« Et qui as-tu vu au village, mon fils ? » interrogeait-elle, le lendemain matin, pendant ce mieux qui revenait chaque fois, aux premières heures du jour, après la fièvre tombée. » Et qui as-tu vu au village, mon fils ?… »
En causant, elle s’efforçait de garder un air un peu enjoué, de dire des choses quelconques, dans la frayeur d’aborder les sujets graves et de provoquer d’inquiétantes réponses.
« J’ai vu Arrochkoa, ma mère », répondit-il d’un ton qui ramenait subitement aux questions brûlantes.
« Arrochkoa !… Et comment s’est-il comporté avec toi ?
– Oh ! il m’a parlé comme si j’avais été son frère…
– Oui, je sais, je sais… Oh ! ce n’est pas lui, va, qui l’y a poussée…
– Même, il m’a dit… »
Il n’osait plus continuer, à présent, et il baissait la tête.
« Il t’a dit quoi donc, mon fils ?
– Eh bien, que…, que ç’avait été dur de l’enfermer là…, que peut-être…, que, même encore maintenant, si elle me revoyait, il ne serait pas éloigné de croire… »
Elle se redressa sous la commotion de ce qu’elle venait d’entrevoir ; avec ses mains maigres, elle écartait ses cheveux nouvellement blanchis, et ses yeux étaient redevenus jeunes et vifs, dans une expression presque mauvaise, de joie, d’orgueil vengé :
« Il t’a dit cela, lui !…
– Est-ce que vous me pardonneriez, ma mère…, si j’essayais ? »
Elle lui prit les deux mains et ils restèrent silencieux, n’ayant osé ni l’un ni l’autre, avec leurs scrupules de catholiques, proférer la chose sacrilège qui fermentait dans leurs têtes.

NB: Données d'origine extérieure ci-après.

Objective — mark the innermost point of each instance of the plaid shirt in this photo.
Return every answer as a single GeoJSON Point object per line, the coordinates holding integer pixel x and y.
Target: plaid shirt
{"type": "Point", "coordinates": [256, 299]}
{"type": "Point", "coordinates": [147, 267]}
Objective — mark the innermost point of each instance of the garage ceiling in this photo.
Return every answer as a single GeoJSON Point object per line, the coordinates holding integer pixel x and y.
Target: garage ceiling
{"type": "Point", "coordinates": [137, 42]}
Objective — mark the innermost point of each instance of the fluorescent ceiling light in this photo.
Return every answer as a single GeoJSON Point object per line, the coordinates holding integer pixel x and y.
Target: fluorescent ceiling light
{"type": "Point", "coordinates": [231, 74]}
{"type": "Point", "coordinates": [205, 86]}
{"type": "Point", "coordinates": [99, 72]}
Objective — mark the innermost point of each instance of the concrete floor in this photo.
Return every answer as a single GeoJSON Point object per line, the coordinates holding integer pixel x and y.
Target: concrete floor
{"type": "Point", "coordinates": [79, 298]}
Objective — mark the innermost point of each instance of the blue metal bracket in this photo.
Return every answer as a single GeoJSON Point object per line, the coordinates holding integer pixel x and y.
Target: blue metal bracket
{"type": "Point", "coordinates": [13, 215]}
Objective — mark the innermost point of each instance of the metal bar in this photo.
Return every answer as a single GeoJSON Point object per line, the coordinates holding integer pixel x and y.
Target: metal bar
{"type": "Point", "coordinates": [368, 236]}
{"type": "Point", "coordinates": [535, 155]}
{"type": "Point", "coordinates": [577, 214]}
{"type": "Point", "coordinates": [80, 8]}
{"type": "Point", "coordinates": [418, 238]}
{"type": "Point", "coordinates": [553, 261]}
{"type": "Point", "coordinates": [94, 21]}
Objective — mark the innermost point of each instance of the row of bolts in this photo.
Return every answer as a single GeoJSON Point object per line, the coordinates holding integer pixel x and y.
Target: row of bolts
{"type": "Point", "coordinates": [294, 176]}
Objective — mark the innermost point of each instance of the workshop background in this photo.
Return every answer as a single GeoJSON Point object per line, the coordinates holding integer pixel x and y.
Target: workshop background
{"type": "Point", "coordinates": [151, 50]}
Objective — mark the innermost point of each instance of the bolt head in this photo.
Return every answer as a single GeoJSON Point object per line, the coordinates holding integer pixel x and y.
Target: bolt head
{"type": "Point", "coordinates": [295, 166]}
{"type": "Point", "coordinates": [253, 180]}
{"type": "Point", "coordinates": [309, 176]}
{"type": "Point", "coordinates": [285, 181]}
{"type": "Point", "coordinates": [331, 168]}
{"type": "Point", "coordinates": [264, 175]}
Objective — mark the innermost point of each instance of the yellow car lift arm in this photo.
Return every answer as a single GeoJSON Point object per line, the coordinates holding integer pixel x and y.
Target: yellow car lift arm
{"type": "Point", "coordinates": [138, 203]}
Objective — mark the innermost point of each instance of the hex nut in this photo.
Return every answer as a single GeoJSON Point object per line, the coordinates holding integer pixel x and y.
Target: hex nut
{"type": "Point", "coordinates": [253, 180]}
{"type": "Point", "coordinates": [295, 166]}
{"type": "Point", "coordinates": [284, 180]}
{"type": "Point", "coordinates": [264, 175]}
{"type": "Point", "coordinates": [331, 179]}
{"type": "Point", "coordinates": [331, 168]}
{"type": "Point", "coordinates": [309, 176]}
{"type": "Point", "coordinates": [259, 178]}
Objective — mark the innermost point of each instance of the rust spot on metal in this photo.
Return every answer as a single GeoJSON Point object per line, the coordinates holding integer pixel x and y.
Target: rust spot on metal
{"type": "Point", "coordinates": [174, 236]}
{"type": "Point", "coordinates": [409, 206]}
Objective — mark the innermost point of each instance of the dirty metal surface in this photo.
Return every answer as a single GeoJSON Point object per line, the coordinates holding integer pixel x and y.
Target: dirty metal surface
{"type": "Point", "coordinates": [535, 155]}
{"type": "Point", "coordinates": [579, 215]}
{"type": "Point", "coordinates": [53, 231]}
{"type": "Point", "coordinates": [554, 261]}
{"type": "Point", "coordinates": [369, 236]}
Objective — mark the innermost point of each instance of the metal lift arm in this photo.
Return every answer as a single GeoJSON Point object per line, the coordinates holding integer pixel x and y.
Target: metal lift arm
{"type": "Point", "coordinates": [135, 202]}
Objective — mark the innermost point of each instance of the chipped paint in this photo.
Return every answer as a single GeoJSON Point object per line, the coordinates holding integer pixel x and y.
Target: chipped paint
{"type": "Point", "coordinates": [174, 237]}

Au fond de ses yeux, à elle, l’éclair mauvais achevait de s’éteindre.
« Te pardonner, reprit-elle à voix très basse, oh ! moi…, moi, tu sais bien que oui… Mais ne fais pas cela, mon fils, je t’en supplie, ne le fais pas ; ce serait vous porter malheur à tous deux, vois-tu !… N’y songe plus, mon Ramuntcho, n’y songe jamais… »
Puis, ils se turent, entendant les pas du médecin qui montait pour sa visite quotidienne. Et ce fut la seule, la suprême fois qu’ils devaient en parler ensemble dans la vie.
Mais Raymond savait maintenant que, même après la mort, elle ne le maudirait pas pour avoir tenté cela ou pour l’avoir commis : or, ce pardon lui suffisait, et, maintenant qu’il se sentait sûr de l’obtenir, la plus grande barrière, entre sa fiancée et lui, était comme tombée tout à coup.